Many Professional Athletes Would Be Well Served If They Learned To Say ‘No’

A number of factors can contribute to the financial problems – including bankruptcy – that plague many professional athletes. One of these factors is an inability of the athletes to say “no” to themselves, their family, and close friends.

Even though many professional athletes earn substantial monies, a significant percentage end up in serious economic binds. There are various reasons for this sorry state of affairs. High on the list is the fact that many professional athletes entrust their monies and, consequently, their financial affairs to either morally corrupt and/or technically incompetent professionals. Another reason millions of dollars end up “vanishing” is that a solid percentage of athletes have a very hard time with the whole concept of “No!”

“The careers of most professional athletes are limited. By the time they’re in their forties or earlier, their careers are over. Relatively few bring in serious money as sponsors. Very often, their earnings as professional athletes needs to grow and be there when they’re no longer playing,” explains Rick Flynn, managing partner of FFO Business Management & Family Office and author of The High-Functioning Single-Family Office. “Generally speaking, prudently investing a portion of their earnings is a wise move. However, it’s impossible to do so when there is no money to invest because the athletes are spending it or giving the money away.”

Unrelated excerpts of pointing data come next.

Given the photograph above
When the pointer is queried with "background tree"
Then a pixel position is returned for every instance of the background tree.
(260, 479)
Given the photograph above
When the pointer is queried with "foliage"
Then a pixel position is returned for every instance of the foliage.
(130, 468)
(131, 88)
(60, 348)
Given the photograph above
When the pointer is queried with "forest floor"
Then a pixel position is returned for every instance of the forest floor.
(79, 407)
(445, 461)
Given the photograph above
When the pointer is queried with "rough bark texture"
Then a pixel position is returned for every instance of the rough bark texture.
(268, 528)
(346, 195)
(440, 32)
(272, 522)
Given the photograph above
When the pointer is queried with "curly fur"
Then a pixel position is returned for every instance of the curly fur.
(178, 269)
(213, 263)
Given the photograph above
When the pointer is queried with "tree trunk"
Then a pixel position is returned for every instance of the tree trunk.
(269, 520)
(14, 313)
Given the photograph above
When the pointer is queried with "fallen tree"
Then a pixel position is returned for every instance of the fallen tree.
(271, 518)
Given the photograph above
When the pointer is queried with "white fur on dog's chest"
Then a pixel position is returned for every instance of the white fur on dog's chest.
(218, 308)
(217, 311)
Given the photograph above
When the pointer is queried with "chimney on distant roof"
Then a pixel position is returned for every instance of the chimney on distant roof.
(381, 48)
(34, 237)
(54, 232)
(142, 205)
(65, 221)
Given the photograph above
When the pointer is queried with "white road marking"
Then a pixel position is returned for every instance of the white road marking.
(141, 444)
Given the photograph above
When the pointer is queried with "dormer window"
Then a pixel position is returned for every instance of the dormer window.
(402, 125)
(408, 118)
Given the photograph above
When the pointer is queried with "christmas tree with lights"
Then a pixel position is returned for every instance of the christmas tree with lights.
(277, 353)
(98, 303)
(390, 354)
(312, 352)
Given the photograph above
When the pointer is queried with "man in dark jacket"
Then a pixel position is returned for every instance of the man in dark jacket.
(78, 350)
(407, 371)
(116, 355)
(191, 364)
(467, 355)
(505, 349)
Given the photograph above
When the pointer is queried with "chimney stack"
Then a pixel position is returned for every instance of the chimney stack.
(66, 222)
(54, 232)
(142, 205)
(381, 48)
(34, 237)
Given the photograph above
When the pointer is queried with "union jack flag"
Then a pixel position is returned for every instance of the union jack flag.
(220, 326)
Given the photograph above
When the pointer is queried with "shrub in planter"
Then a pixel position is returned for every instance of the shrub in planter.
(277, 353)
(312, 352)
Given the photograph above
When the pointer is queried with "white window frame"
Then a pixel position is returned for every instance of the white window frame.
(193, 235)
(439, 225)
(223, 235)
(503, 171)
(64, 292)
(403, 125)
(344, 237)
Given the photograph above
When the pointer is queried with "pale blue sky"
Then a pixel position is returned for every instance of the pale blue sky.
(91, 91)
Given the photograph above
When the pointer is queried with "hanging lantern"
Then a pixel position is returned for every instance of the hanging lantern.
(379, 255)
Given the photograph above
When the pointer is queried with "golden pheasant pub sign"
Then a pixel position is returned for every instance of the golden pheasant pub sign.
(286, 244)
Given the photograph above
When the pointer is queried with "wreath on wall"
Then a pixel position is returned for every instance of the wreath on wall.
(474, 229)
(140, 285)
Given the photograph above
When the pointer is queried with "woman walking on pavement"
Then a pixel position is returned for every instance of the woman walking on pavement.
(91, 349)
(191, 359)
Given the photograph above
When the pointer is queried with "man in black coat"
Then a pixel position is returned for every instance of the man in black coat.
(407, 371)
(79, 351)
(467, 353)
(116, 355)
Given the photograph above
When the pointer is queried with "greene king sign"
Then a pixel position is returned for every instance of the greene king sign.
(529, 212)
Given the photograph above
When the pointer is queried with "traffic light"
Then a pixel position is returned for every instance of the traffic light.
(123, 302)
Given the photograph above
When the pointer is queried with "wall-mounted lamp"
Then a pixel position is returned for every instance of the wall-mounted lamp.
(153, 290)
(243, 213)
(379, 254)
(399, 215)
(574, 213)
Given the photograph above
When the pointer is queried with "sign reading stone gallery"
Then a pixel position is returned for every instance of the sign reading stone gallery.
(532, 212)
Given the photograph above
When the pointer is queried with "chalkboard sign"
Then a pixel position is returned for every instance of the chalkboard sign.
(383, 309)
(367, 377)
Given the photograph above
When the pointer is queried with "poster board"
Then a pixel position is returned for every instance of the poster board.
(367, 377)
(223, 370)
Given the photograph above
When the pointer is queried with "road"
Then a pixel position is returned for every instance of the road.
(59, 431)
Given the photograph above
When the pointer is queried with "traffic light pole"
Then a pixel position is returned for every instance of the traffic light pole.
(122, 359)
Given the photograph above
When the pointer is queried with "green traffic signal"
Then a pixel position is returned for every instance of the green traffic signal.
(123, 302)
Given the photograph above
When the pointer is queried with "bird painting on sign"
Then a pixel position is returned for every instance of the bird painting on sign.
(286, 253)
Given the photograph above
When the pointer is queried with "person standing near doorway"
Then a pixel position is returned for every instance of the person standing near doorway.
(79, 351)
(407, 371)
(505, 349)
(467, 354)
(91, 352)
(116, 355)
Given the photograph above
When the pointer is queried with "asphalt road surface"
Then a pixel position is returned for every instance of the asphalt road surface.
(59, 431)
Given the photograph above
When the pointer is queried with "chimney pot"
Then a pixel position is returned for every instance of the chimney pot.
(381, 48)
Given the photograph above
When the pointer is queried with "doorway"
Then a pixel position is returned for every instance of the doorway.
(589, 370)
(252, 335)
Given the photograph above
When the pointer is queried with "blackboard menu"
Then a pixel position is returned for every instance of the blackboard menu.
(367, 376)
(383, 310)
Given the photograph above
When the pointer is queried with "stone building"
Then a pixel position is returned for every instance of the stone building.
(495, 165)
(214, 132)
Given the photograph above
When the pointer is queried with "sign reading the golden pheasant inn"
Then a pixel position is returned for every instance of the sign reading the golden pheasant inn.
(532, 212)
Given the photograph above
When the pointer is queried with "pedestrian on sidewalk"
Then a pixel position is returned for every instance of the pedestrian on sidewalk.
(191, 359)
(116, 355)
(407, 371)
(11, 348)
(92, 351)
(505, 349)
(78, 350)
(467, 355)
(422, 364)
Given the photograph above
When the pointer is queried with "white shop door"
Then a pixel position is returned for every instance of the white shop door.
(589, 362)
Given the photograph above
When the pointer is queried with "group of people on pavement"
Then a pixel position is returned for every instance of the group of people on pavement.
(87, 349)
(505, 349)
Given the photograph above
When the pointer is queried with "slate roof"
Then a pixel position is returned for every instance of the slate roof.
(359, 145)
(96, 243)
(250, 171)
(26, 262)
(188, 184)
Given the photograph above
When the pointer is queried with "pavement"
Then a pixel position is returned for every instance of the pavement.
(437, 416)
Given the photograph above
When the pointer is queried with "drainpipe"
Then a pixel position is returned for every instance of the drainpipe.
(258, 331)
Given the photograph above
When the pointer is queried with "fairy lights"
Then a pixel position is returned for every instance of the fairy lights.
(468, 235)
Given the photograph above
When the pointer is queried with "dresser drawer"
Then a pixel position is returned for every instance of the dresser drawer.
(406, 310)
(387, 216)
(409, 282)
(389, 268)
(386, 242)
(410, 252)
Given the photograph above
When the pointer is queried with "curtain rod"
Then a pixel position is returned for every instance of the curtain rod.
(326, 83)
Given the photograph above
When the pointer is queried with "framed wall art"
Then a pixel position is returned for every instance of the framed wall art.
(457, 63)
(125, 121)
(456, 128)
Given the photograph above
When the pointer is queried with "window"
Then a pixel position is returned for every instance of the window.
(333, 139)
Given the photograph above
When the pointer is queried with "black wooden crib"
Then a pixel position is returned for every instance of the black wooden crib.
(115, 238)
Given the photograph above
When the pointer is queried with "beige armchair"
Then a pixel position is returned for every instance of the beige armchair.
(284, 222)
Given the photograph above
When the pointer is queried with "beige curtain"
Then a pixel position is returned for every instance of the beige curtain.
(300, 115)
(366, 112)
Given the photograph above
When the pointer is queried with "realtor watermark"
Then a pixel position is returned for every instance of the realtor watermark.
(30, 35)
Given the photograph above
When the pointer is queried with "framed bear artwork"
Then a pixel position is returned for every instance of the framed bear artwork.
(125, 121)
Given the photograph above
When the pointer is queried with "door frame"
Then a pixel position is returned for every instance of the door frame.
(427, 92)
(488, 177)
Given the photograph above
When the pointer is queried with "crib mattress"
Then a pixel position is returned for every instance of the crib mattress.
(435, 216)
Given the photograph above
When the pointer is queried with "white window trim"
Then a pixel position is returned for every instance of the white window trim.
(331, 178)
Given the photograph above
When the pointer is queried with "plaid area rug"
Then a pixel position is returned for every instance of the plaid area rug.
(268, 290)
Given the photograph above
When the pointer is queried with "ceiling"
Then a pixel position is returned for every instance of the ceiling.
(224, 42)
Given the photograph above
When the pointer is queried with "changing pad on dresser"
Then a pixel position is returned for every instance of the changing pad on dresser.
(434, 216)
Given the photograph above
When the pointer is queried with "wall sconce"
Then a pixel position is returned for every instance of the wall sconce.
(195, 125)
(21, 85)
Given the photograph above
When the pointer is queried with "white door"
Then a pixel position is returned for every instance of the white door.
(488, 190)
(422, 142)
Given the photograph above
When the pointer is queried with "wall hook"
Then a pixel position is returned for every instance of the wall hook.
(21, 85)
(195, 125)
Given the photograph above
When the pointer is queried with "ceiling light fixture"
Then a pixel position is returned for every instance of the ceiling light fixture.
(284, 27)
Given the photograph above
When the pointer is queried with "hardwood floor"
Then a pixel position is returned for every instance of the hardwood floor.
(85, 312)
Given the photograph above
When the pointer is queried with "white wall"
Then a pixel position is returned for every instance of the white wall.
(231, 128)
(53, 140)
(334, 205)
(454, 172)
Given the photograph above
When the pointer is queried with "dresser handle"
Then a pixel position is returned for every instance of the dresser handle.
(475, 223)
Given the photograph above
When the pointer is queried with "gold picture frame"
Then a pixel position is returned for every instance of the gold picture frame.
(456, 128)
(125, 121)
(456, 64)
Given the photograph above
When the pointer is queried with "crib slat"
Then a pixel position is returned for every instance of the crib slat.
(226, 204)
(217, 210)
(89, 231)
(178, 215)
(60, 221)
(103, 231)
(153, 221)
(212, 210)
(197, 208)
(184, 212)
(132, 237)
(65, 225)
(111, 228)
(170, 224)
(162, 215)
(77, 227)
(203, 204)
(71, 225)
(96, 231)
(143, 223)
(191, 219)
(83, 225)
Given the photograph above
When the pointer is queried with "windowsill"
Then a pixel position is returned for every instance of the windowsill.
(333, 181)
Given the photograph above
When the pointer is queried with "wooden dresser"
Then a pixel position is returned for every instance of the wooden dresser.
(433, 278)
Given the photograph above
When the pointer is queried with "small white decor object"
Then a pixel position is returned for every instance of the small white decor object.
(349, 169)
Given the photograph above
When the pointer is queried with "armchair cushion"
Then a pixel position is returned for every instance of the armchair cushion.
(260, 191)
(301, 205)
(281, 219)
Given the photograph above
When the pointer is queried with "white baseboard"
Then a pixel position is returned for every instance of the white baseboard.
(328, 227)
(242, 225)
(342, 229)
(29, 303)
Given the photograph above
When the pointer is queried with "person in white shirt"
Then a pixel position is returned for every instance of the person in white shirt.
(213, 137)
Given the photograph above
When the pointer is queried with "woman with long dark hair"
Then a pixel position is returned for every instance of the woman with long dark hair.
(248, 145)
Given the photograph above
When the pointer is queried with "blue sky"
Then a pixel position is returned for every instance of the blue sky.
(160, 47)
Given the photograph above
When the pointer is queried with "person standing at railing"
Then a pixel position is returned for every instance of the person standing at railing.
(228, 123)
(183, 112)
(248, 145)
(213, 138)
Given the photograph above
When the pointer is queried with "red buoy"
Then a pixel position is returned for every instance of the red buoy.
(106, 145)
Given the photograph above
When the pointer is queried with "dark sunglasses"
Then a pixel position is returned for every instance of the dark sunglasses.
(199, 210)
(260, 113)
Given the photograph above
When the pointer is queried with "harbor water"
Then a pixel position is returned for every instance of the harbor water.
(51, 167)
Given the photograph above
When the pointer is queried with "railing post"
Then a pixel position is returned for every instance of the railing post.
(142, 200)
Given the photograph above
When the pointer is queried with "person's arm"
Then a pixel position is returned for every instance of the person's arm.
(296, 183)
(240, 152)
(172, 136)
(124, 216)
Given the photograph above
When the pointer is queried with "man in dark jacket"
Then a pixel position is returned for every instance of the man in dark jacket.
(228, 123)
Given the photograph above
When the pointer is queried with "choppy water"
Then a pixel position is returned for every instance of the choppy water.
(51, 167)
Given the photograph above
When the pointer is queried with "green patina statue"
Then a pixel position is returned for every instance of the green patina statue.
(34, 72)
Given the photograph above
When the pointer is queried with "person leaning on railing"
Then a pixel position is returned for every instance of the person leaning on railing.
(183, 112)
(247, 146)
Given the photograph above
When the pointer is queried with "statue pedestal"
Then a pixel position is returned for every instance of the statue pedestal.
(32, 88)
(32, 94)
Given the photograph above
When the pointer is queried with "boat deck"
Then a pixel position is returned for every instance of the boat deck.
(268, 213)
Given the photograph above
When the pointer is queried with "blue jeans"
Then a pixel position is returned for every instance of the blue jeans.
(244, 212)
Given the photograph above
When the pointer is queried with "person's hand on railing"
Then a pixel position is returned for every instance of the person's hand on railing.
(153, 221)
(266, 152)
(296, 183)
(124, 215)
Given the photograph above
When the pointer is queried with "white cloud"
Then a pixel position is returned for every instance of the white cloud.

Unfortunately, excessive spending is characteristic of many athletes. This often takes the form of houses, cars, and bling. Many times, athletes buy impulsively. Something strikes their fancy, and the next moment they own it. In a similar vein, some athletes tend to be very magnanimous, which contributes to their economic free fall. They are very generous with their family and friends from giving them jobs – with limited if any responsibilities – to buying things like houses for them. These “altruistic” actions can readily and severely adversely impact the athletes’ financial lives.

“In working with professional athletes, we periodically need to help them understand the implications of their personal spending and their largess. By clearly explaining the consequences of their actions, we find that pretty much all of them recognize that changes need to be made. This might include a series of actions such as a resetting of priorities, development of budgets, or even a complete restructuring of their finances. One of the changes that professional athletes living beyond their means learn to make fairly quickly is how to say NO to themselves and to others,” says Flynn.